1945’te savaşın bitişi kutlamaları sırasında olanlar olur. halk, yeşil-beyaz bayrakları açmış, yaşasın mesâli sloganları atmaktadır. fransızlar da elleri boş duracak değil ya, kalabalığa rastgele ateş etmeye başlamışlardır hedef gözetmeksizin. bunun üzerine yaklaşık 71 tane fransız öldürülmüştür cezayirliler tarafından. olaylar ben badis bölgesine sıçramış, fransızlar burada yaklaşık 45.000 kişiyi öldürmüşlerdir. bu, fransızların yaptığı soykırımın ilk halkasıdır. toplamda 1.500.000 insanı biçmişlerdir fransızlar. toplama kamplarındaki 2 milyondan fazla kişiye sistematik işkenceden bahsetmiyorum bile. toplamda, her 5 cezayirliden birisi öldürülmüş ve her ölmeyen 4 cezayirliden 2’si işkence görmüştür.
işte, böylesi bir ortamda askerlik görevi ve araştırmalar için gider cezayir’e bourdieu, yıl: 1949 olması lazım. araştırmaları için bizzat cephededir, masa başından nutuk savurmaz. işte bourdieu’yü bir filozof olarak da bir dev / muazzam sosyolog olarak da biricik yapan budur: çok bilenmiş yüreği alanlardadır, bundan asla vazgeçmemiştir. pierre bourdieu, bir derdi olan adamdır. filozofisinin derdi de budur: bir derdi olması. savaş sırasında gördüklerinden epeyce etkilenmiştir. bilhassa kabileler üzerine yaptığı araştırmalarda ulaştığı muazzam parlak sonuçlar filan hepsi derin bir emeğin ürünüdürler.

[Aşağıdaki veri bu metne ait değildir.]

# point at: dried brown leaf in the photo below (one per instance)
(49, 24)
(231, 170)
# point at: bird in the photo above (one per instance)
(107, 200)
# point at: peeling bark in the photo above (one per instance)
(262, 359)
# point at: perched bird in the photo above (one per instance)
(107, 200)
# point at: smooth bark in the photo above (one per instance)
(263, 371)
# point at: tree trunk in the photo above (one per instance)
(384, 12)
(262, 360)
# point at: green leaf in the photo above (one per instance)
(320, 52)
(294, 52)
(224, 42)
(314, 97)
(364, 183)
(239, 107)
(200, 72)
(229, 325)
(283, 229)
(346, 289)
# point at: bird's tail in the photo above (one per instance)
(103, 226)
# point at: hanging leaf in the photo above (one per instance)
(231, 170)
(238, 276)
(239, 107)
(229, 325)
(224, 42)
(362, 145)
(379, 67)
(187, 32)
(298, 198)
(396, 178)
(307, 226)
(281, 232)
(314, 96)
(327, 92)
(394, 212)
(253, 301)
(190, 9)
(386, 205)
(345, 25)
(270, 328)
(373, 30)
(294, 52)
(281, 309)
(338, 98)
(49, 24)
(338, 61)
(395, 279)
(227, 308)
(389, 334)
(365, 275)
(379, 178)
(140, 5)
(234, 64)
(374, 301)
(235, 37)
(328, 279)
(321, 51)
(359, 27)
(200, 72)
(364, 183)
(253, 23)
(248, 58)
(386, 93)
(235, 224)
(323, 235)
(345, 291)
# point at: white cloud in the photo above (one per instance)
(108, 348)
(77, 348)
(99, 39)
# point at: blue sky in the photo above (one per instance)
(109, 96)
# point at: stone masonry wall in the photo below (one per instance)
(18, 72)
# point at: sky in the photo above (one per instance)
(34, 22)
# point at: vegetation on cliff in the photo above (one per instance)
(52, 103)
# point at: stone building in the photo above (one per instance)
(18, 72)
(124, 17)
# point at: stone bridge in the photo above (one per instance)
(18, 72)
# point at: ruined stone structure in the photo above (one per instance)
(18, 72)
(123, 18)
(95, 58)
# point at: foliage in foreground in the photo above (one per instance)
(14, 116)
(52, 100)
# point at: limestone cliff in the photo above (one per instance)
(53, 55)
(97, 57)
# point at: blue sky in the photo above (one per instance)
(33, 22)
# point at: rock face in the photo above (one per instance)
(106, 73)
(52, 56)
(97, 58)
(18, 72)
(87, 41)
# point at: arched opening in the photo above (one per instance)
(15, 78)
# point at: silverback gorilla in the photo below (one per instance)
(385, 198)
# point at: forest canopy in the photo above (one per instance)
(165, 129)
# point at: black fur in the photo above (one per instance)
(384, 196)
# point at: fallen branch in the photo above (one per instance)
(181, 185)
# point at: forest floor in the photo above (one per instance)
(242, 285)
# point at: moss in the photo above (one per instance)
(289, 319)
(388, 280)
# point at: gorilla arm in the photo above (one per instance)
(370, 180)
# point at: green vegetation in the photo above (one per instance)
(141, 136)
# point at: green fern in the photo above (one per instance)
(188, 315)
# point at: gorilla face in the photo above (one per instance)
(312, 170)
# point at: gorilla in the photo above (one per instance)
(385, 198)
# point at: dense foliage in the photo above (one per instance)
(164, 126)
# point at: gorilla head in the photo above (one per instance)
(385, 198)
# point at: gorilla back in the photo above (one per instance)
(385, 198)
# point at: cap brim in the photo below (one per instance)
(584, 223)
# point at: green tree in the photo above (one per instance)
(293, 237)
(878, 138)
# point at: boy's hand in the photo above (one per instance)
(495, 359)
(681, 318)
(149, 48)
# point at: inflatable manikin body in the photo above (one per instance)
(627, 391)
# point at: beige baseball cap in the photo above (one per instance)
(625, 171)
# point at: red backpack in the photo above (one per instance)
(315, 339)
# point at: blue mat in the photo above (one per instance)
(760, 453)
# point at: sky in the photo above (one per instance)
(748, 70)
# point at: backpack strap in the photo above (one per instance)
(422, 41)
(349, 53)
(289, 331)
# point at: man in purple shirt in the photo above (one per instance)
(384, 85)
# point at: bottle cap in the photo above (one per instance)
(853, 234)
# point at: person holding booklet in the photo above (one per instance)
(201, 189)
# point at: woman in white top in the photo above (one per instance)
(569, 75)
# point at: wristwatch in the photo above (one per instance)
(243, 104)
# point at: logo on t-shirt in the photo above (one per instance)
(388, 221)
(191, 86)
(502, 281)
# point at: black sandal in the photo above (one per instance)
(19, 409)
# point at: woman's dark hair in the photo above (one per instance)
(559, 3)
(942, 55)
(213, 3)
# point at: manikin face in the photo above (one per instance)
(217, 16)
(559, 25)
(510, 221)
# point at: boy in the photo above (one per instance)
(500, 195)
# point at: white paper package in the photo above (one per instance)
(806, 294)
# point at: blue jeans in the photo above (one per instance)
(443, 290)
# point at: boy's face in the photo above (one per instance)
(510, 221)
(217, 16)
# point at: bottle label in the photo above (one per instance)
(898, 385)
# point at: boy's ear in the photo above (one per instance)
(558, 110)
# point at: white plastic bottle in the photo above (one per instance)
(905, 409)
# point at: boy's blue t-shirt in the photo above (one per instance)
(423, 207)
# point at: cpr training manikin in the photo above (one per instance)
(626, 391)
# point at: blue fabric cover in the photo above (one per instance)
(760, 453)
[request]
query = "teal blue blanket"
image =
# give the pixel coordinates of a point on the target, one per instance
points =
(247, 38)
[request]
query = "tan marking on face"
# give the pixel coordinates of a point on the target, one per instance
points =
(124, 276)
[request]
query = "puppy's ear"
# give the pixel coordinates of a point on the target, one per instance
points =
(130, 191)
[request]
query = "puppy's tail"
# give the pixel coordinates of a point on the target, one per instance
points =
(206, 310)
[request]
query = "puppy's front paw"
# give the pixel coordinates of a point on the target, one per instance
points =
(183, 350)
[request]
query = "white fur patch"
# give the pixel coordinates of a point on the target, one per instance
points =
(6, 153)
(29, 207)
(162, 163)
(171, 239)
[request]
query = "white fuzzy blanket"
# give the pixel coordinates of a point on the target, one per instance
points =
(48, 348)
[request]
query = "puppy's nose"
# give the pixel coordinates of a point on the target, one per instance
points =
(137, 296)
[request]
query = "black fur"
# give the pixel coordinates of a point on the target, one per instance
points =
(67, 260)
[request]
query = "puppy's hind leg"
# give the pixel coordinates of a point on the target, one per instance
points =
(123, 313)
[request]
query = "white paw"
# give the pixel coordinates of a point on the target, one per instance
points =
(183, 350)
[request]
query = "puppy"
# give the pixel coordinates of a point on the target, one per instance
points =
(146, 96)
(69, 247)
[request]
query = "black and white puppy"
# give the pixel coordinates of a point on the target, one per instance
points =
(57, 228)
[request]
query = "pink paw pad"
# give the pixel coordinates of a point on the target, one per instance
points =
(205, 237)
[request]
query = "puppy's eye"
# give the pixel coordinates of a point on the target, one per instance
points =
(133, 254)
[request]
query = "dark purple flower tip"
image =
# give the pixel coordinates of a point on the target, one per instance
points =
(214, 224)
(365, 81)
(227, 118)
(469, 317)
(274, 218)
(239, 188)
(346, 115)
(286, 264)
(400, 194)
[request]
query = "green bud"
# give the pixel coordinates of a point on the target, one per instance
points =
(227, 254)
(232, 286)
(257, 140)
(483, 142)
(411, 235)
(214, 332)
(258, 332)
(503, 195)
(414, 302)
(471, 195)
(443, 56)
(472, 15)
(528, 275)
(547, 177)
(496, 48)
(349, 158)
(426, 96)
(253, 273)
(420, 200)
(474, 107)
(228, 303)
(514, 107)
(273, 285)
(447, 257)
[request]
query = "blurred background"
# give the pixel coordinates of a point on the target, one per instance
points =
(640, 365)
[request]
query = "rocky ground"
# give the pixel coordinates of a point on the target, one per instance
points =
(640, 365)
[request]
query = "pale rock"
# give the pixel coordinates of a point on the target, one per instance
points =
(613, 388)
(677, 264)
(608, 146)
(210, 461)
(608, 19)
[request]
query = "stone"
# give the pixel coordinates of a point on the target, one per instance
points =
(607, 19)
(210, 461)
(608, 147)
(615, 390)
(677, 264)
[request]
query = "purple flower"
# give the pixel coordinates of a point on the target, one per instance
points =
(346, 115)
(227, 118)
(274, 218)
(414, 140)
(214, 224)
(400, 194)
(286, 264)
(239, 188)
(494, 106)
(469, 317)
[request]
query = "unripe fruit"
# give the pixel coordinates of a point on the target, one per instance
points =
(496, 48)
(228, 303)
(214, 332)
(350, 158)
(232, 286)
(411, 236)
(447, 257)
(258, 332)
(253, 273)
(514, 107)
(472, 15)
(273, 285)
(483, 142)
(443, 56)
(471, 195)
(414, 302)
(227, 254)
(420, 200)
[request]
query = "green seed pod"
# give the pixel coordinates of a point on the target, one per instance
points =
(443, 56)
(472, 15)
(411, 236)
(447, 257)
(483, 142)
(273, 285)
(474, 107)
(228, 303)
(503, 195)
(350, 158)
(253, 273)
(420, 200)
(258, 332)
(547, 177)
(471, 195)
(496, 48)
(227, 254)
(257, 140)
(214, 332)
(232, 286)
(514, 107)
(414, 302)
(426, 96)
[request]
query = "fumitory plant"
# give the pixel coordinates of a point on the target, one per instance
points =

bir karşılaştırma yaparsak eğer (ki aslında gereksizdir) frankfurt ekolü ve fransız komünist partisi tavla oynayıp nargile içerken bourdieu çölde toz yutmaktadır. onun sol kolunu güçlü yapan şey de bu olsa gerekir: cezayir deneyiminden sonra parıldayan aktivist ruhu. ölene kadar da bu ruhu yaşatmıştır. bize de nasip olsun bir yaşımızı daha bugün idrak ederken, amen :)
peki nedir bu ruh?
işte burada karşımıza çıkan şey, üretebilmektir, ancak bourdieu cephesinden üretimin bir haysiyet meselesi olduğunu da belirtelim. bilhassa, ‘sanatın kuralları’ kitabında kültür endüstrisi ile alakalı olarak, sonrasında aynı kitapta alan ve kanaat ile ilgili satırlarda. bu, sadece yazıyla satılan bir ahlak ticareti ve erdem pazarlamacılığı değildir. neden? çünkü bourdieu’nün yaşamının kendisi bizatihi bunun kanıtıdır.